For the Bring a Stuffed Toy Week Nigel brought along bits of a teddy bear torn to pieces by his dog. It’s really stuffed, said Nigel. Language Nigel, language, said Sister and charged him two cents instead of one. My father put me up to it, said Nigel.

One day Esme turned up to school wearing the most elaborate necklace. It must have been worth a pretty penny. It had real pearls (at least they looked like real pearls) with silver interconnecting bits. It’s my grandmother’s, said Esme. She said I could borrow it for the week provided I was careful.

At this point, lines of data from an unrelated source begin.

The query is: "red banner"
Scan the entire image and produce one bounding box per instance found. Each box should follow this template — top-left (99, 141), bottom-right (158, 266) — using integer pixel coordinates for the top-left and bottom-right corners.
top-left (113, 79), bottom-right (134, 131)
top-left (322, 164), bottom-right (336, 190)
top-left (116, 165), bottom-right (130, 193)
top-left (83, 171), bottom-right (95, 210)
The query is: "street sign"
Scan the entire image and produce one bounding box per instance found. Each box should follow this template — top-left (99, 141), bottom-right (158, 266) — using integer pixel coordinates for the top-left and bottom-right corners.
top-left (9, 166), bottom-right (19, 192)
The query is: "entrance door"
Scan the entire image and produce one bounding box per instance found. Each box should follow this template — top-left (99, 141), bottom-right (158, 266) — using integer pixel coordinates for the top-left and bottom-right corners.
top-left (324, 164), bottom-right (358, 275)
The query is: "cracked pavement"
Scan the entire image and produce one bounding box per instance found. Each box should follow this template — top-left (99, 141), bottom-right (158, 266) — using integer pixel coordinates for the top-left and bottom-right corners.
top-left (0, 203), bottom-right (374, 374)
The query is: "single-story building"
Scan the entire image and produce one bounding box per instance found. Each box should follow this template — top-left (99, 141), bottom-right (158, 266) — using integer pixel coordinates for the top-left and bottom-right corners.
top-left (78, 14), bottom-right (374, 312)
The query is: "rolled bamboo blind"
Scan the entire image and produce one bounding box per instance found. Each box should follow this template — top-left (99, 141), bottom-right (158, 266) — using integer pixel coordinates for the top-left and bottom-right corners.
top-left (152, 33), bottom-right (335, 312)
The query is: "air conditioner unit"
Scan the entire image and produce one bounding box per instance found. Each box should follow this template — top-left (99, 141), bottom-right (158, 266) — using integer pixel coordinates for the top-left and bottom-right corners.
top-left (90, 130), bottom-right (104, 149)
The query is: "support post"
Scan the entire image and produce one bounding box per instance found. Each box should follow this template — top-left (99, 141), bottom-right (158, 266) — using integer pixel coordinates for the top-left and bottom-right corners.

But why are you wearing it to school? asked Sister Hedwig.

You said not to forget our theme for the missions: Necks Week.

I said next week, said Sister Mary Hedwig.

Esme went a delicate pink. Nigel thought it was hilarious.

133. The flying nun

133nun

Some wag (a former pupil of Sister Mary Emilian) had placed a traffic cone on the cross at the top of the church roof. Sister Mary Emilian hated it. She would see it every morning on the way to mass. If someone could put it up there, someone could get it down. She would get quite annoyed about it. Everyone else seemed to think that the traffic cone high on the church cross was mildly amusing.

One day, Sister Emilian borrowed a ladder and a long chimney sweep’s broom. She would get the traffic cone down herself. The ladder was a bit wobbly.

Mother Superior spied the wobbling ladder. “Sister, come down at once,” she called. “At once!”

And she did come down. A lot faster than was intended.

If you visit Sister Mary Emilian’s grave, hers is the one with the traffic cone placed by some wag (a former pupil of Sister Mary Emilian) on the gravestone cross.